This video describes the technique of studying the cytoskeleton and focal adhesions in primary human colon cancer cells to understand its variations depending on substrate rigidity. This culture of cancer cells on soft and hard substrates allows various downstream biophysical measurements for cancer prognosis.
Protocol
1. Immunofluorescence Microscopy Assays
Take the substrates with cells to be immunostained to the laminar hood and remove the culture media.
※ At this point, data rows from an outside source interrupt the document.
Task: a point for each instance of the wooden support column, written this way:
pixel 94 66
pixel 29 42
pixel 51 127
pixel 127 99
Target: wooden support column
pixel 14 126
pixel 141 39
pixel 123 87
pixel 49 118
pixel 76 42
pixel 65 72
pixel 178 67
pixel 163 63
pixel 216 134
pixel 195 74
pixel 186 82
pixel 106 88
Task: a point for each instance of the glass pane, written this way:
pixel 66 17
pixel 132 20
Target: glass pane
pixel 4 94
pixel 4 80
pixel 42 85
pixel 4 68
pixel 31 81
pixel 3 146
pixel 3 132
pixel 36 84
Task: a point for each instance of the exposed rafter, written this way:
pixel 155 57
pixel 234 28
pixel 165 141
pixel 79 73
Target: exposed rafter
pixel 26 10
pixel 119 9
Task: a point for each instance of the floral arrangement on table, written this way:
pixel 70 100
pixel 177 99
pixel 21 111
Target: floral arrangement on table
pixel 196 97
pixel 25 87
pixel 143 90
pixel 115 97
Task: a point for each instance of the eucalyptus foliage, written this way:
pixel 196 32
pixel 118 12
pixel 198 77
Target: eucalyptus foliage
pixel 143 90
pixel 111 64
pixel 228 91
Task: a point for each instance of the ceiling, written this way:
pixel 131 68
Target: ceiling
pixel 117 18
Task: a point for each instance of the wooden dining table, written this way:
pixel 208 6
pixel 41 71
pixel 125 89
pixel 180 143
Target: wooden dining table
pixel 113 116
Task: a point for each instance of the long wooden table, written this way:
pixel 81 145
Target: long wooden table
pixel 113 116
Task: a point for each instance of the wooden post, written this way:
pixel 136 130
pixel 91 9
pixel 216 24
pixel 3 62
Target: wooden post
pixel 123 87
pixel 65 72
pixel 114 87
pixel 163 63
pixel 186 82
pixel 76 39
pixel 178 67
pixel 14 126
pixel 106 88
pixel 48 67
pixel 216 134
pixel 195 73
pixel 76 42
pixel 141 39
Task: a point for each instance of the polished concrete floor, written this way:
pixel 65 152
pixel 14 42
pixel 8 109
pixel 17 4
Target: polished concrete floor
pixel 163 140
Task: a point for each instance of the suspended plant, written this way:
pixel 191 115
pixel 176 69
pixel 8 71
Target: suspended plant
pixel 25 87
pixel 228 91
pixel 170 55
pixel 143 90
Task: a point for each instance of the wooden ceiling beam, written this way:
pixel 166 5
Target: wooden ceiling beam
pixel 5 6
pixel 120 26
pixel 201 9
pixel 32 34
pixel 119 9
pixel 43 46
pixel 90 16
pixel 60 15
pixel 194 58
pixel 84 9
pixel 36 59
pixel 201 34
Rinse the substrates with PBS and fix the cells with 4% paraformaldehyde in PBS for 20 min at RT.
Wash the substrates with PBS three times (5 min each time). Consequently, incubate the substrates with 500 µl signal enhancer for 30 min and rinse with PBS.
Incubate cells with the monoclonal anti-vinculin antibody at a 1:250 dilution in PBS for 45 min at RT. Then, wash the substrates with PBS 3 times (5 min each time).
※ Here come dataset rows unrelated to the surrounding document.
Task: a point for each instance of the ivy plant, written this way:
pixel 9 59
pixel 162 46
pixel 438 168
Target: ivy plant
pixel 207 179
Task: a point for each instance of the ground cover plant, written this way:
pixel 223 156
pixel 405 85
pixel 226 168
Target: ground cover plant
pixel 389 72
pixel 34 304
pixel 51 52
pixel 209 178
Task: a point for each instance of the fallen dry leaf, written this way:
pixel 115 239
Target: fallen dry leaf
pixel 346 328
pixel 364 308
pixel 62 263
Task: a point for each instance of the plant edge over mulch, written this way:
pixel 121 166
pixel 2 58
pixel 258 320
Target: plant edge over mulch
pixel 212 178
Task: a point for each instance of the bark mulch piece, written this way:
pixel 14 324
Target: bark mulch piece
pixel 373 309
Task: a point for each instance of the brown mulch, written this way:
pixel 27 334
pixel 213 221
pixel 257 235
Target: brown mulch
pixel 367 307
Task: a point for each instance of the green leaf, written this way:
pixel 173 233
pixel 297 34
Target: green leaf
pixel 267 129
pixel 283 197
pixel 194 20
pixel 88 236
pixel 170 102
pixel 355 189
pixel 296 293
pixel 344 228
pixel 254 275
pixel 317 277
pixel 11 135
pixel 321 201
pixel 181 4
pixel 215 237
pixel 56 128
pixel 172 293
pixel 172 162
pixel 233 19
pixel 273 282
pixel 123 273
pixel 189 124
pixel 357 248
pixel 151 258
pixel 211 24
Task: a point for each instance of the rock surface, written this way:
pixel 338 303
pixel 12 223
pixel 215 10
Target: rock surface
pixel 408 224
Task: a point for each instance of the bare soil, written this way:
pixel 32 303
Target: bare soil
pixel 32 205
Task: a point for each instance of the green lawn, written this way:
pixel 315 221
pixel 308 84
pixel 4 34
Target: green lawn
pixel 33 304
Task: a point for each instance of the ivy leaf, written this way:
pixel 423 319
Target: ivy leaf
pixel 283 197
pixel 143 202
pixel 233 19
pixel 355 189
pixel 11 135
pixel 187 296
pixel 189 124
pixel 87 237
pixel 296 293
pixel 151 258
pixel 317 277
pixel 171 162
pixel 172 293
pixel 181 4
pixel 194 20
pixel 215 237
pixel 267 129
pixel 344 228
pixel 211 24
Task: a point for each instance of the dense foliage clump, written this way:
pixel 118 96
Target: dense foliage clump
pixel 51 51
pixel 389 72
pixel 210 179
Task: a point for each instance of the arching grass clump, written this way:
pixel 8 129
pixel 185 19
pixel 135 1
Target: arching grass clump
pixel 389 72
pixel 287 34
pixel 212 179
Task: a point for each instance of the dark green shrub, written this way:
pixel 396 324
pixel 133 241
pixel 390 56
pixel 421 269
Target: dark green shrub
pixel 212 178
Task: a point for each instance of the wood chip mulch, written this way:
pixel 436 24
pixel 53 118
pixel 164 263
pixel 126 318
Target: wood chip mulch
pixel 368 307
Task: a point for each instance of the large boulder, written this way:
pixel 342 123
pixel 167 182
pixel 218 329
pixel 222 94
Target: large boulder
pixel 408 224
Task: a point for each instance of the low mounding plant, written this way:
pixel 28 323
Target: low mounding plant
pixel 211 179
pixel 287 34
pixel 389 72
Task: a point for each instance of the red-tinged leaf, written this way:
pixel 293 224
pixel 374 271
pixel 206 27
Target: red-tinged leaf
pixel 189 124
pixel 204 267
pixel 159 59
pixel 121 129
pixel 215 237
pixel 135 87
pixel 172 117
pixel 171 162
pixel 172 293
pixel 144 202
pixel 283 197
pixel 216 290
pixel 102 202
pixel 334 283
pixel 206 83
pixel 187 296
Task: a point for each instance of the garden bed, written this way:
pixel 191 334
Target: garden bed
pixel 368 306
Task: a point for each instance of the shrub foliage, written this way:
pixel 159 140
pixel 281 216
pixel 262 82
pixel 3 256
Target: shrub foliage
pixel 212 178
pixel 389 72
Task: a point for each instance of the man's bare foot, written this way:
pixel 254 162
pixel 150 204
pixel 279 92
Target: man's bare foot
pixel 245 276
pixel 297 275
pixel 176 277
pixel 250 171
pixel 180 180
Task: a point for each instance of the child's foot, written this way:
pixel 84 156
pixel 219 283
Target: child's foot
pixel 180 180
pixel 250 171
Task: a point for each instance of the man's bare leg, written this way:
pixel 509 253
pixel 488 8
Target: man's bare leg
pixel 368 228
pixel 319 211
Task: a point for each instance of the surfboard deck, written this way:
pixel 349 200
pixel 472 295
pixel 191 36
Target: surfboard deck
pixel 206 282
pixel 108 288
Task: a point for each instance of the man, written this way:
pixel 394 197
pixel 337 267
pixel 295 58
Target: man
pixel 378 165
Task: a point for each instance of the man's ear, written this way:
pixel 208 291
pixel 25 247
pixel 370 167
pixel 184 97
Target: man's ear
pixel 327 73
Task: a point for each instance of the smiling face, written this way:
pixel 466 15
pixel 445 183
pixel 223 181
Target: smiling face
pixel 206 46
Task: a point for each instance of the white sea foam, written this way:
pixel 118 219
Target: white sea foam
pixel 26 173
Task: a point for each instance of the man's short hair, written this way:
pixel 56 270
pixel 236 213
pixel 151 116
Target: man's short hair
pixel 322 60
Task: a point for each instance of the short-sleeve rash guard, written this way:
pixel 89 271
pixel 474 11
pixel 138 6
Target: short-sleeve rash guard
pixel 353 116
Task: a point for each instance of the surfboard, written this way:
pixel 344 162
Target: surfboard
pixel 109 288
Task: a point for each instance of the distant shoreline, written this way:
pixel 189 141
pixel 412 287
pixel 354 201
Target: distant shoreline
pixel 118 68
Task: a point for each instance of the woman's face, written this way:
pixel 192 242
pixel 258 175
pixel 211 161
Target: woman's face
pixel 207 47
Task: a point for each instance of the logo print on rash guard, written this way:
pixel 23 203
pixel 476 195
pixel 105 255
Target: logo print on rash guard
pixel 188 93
Incubate the samples with secondary antibody Alexa Fluor 488 goat anti-mouse IgG at a 1:200 dilution in PBS at RT for 30 min. Wash the substrates with PBS 3 times (5 min each time).
To visualize the F-actin structure, incubate cells with TRITC phalloidin conjugates at a concentration of 50 µg/ml for 45 min at RT. Then, wash the substrates with PBS 3 times (5 min each time).
Image the samples using a confocal scanning laser microscope (Figure 1A–1D).
Representative Results
Figure 1. Immunofluorescent staining of F-actin and vinculin on soft gel and hard polystyrene substrates. No actin fiber was present in the less spread (A1) tumor cell or (A2) normal cell on soft 2 kPa gels. However, punctate vinculin-containing focal adhesions are present on soft gels (B1–B2). Conversely, primary cells show well-spread morphology, well-defined actin stress fibers (C1–C2), and discrete elongated focal adhesions (D1–D2) on rigid polystyrene substrates.
Cytoskeleton and Focal Adhesion Organization Assay: An Immunofluorescence-based Method to Study Cell Adhesion and Spreading on Substrates. J. Vis. Exp. (Pending Publication), e20345, doi: (2023).